Hay, claro, una decisión política profunda porque la izquierda está hoy en el gobierno principalmente por haber criticado consistentemente las políticas que se adoptaron en ese período de nuestra historia de hace ya tres décadas. Petro dice orgullosamente que como representante a la Cámara votó negativamente cuando se discutieron esas leyes, la 100 —de salud y pensiones—, la 142 y 143 de servicios públicos, y entonces le queda difícil aceptar ahora que, en esa, la tercera república liberal, hubo cambios positivos tanto o más profundos que los que él invoca permanentemente de la segunda república liberal, la de López Pumarejo.
Con los protagonistas vivos, activos y controvertidos no es fácil hacer esos reconocimientos. Por ahora se acepta destacar los logros de Virgilio Barco, pero, claro, no los de César Gaviria o Ernesto Samper.

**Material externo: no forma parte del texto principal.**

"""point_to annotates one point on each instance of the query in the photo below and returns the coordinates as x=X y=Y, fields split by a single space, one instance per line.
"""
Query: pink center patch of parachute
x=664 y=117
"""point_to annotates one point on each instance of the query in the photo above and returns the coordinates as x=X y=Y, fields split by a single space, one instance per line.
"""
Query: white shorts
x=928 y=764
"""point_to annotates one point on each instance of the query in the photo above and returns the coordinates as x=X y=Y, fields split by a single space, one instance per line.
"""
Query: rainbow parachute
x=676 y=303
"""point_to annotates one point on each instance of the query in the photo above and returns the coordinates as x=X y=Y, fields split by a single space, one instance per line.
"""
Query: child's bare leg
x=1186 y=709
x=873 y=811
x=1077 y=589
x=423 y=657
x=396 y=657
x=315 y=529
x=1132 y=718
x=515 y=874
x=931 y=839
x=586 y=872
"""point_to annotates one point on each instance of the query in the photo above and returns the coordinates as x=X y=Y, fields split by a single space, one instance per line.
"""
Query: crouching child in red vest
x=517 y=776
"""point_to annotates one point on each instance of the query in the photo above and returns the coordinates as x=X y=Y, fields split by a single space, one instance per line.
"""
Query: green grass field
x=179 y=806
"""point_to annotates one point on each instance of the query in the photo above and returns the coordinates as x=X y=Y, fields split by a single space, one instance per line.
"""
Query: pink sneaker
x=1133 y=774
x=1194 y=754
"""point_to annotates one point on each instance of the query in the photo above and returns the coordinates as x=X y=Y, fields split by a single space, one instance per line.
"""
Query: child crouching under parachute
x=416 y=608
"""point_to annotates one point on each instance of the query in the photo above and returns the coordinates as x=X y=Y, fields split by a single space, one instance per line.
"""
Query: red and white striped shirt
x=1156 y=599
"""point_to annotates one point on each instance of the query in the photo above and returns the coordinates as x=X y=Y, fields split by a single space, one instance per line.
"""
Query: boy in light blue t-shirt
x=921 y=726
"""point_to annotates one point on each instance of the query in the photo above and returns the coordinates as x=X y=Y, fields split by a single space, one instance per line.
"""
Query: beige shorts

La izquierda está sorprendida porque se encontró que en materia de salud e incluso de servicios públicos básicos hay más confianza ciudadana en la coparticipación de los privados que en el monopolio estatal. El adjetivo de “neoliberal” ya no es suficiente. Ahora, eso es distinto en algunas discusiones, por ejemplo, en materia pensional, la pelea la tienen perdida los fondos privados, que aún no tienen cómo demostrar que era mejor eso que lo anterior, y en temas como educación, donde no se ha aceptado que pueda ser un negocio y el subsidio a la demanda, en vez de aumentar la oferta pública, no muestra resultados tan contundentes.
Todo sería más fácil si los unos reconocieran que hubo cosas buenas y los otros que hubo malas o incluso muy malas. Pero en política, donde el juego consiste en derrotar al contrario, es casi imposible aceptar que ninguno tiene totalmente la razón.